The survival of the red squirrel has been a worrying battle since their decline during the 1950s in the UK, but wildlife trusts are helping to end this for good.
The red squirrel was a once-common resident of our country, a major part of our heritage and was always recognised by the citizens of our country. That was until the 1950s though. What we know of these harmless mammals today now brings on the possibility of extinction through multiple but, to many of us, evident causes.

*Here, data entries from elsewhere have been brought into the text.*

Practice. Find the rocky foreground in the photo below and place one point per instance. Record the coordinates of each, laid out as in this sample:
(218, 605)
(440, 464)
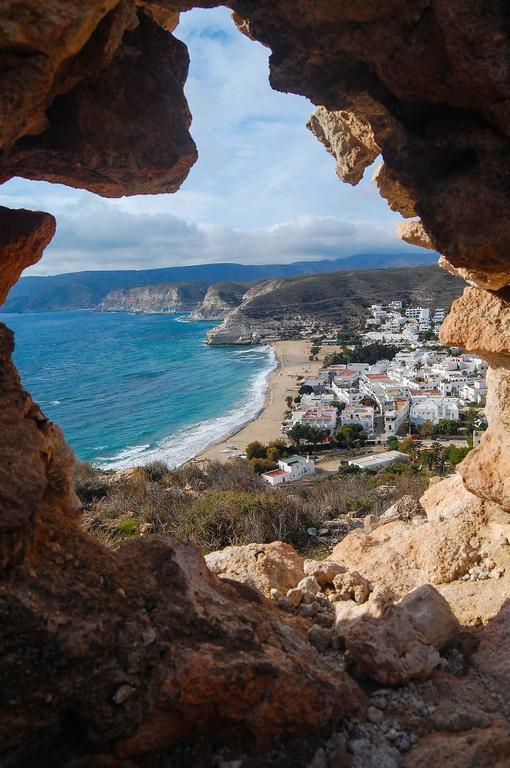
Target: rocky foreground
(431, 658)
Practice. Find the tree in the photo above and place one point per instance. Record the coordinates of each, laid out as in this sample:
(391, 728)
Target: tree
(411, 447)
(427, 429)
(256, 450)
(315, 435)
(447, 427)
(439, 457)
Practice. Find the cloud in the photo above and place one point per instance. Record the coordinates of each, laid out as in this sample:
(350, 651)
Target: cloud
(263, 190)
(93, 236)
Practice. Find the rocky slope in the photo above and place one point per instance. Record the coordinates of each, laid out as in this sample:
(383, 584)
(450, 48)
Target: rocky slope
(171, 298)
(219, 301)
(318, 303)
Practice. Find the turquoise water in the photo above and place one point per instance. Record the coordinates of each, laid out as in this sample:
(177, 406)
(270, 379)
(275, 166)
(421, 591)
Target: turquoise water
(129, 389)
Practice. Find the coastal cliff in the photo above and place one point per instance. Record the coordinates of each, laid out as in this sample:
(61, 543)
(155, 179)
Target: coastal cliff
(168, 298)
(321, 304)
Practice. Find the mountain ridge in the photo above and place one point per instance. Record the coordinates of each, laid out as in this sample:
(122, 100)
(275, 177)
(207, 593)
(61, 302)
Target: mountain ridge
(324, 303)
(87, 289)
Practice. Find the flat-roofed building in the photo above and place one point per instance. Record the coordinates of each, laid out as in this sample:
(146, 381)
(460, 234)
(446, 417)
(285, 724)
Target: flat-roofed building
(359, 414)
(289, 470)
(379, 460)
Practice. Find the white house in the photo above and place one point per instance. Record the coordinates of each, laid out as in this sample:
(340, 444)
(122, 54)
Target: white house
(474, 392)
(291, 469)
(433, 409)
(322, 418)
(359, 414)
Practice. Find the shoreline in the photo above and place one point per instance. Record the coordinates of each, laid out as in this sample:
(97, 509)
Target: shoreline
(292, 362)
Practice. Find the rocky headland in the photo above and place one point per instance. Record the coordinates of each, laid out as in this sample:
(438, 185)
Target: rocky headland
(218, 301)
(142, 656)
(320, 304)
(171, 298)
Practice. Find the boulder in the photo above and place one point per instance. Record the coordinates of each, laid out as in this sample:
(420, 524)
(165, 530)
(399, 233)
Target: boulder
(384, 641)
(405, 508)
(323, 570)
(431, 615)
(351, 586)
(261, 566)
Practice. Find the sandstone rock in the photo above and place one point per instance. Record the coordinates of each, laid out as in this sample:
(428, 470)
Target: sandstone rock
(23, 237)
(397, 197)
(401, 556)
(386, 644)
(261, 566)
(346, 137)
(370, 522)
(431, 615)
(480, 323)
(309, 585)
(404, 508)
(491, 281)
(351, 586)
(386, 491)
(323, 570)
(413, 232)
(295, 596)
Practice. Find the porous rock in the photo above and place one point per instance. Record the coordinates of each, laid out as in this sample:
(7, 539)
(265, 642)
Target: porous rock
(431, 614)
(386, 644)
(323, 570)
(261, 566)
(351, 586)
(23, 237)
(404, 508)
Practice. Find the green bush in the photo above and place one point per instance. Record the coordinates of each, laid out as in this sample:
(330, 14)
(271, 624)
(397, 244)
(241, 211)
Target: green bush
(221, 518)
(90, 484)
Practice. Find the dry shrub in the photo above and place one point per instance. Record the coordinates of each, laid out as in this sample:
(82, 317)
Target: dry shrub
(217, 504)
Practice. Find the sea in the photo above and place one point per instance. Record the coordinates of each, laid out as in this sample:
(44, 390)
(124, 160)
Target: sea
(132, 389)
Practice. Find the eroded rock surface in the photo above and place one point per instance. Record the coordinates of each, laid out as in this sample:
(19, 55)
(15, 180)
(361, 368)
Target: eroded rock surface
(23, 237)
(261, 566)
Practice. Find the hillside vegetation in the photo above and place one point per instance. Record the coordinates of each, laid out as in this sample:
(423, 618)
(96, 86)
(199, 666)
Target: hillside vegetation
(225, 504)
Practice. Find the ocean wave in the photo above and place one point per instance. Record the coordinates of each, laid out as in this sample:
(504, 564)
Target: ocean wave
(186, 443)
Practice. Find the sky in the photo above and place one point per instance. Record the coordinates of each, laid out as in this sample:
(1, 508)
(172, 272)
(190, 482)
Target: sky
(263, 190)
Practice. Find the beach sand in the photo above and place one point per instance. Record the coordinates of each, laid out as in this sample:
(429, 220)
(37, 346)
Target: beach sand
(292, 362)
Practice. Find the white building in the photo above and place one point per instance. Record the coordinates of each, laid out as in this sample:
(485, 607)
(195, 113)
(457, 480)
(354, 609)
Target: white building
(475, 392)
(379, 460)
(359, 414)
(322, 418)
(433, 409)
(289, 470)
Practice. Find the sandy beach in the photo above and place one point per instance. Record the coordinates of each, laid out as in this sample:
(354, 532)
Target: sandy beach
(293, 361)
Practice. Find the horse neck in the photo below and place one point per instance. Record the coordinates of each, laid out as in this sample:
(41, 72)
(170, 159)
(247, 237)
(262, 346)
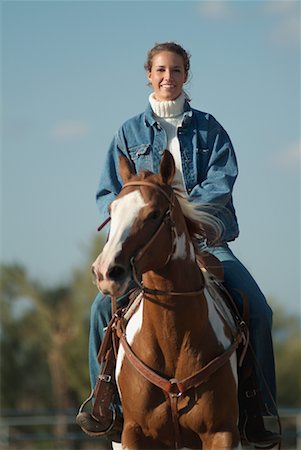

This is ever since their opposing species- the grey squirrels, which were all native to North America at the time, were transported into the UK during the late 19th century. Since then, there has been a severely concerning drop in the population of red squirrels, starting from 3.5 million to as few as 140,000 left in the UK today.
This decline of the red squirrels is evidently a result of the species becoming outcompeted by their opposing rivals for food and natural resources, as well as another known contributing factor being damage to their habitat.
Although, one major element to blame for the red squirrels’ endangerment is the ‘squirrel parapox virus’ which is carried by the grey squirrels and passed on to the red squirrels. Sadly though, the reds are the ones who always pay the price for it and die within 15 days of catching the virus.
All these factors plus the dramatic drop resulting in the red squirrels’ endangerment has been the main cause as to why varied actions are being carried out in order to ‘tackle’ this national issue: Scotland seem to have a lead start with their methods consisting of collecting the red squirrels to be “relocated to new areas” which is known to be around 10 of them.
However, all these new locations are yet to be confirmed but the endangered mammals are to be collected from areas such as Inverness and Moray where the populations are considered “healthy.”
Action to save these harmless mammals may be under way, but where there’s a good, there’s a bad; the capturing, culling and killing of the grey squirrels as an attempt to protect the reds has become the most ideal option to many people.
“With red squirrel conservation, there’s also about putting feed boxes, monitoring squirrel Parapox virus, taking samples.” Replied Mr Adrian Vass of the Red squirrel Survival Trust (RSST). “One of the jobs I’m trying to do is develop a Parapox virus vaccine for red squirrels, using a genetic methodology” commented Mr Vass in response to the issue of the squirrel Parapox virus.
Although the future of the red squirrel is looking positive with every helping hand, the endangerment of them still remains a national issue.